Try reading the FRONT few pages...........


----------



## flatsman (Jan 15, 2001)




----------



## limitville (May 30, 2010)

It only addresses snap weights. I am looking for one that can give me depths of multiple in-line weights and bottom bouncers. Any suggestions?


----------



## Fishfighter (Dec 20, 2009)

try the big water precision trolling book


----------



## sfw1960 (Apr 7, 2002)

limitville said:


> It only addresses snap weights. I am looking for one that can give me depths of multiple in-line weights and bottom bouncers. Any suggestions?

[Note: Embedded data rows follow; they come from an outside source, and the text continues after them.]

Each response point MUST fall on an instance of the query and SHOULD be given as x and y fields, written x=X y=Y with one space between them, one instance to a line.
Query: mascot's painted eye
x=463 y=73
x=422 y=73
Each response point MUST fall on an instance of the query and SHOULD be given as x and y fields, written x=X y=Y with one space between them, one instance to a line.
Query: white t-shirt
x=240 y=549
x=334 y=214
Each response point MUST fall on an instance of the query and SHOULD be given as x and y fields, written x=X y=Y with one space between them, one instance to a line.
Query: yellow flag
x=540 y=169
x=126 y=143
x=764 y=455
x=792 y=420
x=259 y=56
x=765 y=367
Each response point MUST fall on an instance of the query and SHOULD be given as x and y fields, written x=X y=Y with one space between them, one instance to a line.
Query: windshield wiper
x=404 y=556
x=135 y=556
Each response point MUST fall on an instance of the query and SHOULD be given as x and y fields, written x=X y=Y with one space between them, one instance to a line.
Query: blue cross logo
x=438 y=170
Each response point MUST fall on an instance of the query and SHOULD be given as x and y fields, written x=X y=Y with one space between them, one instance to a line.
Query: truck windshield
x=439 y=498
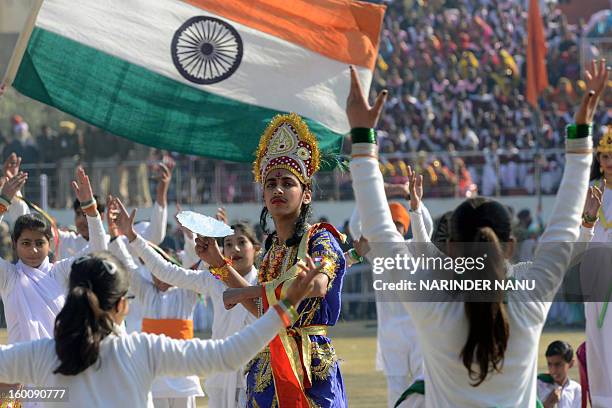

Net weight is weight regardless of type.
DON'T try to re-invent the wheel.


----------



## ALLEYES (May 5, 2006)

Weight is Weight IF it is in the same shape, or if you are not moving or if there is no current. Different styles of weights create more or less drag depending on shape and how the weight is attached to the line. Snap weights create more drag (resistance) than inlines and when being trolled will be higher in the water column.


----------



## Ralph Smith (Apr 1, 2003)

Different bouncers will troll at different depths also. Frank "Priority one" makes his own 2 oz. bouncers from rod and egg sinkers and no rod on bottom. They travel deeper than the traditional bouncers with the longer weight and wire beneath weight. Best thing you can do is go out on a calm day, get your speed steady and test your own. Let out until you hit bottom, then once again etc., until you feel it dragging bottom. Then you have your own dive curve for that weight at that speed. Vary your speeds,depths and weights, and you'll have a more accurate dive curve for your own particular weights and line than any book. Will take some time, but heck, atleast you'll be on the water enjoying what your doing, and might as well have a harness dragging also. I'm sure you'll catch something while experimenting.


----------



## sfw1960 (Apr 7, 2002)

Fact 0' the matter is , this stuff is all PRECISION GUESS WORK.
:lol:
Unless you have scuba divers & a chase boat with Sonar like Romanack & company do it- you're only going to be in the general area.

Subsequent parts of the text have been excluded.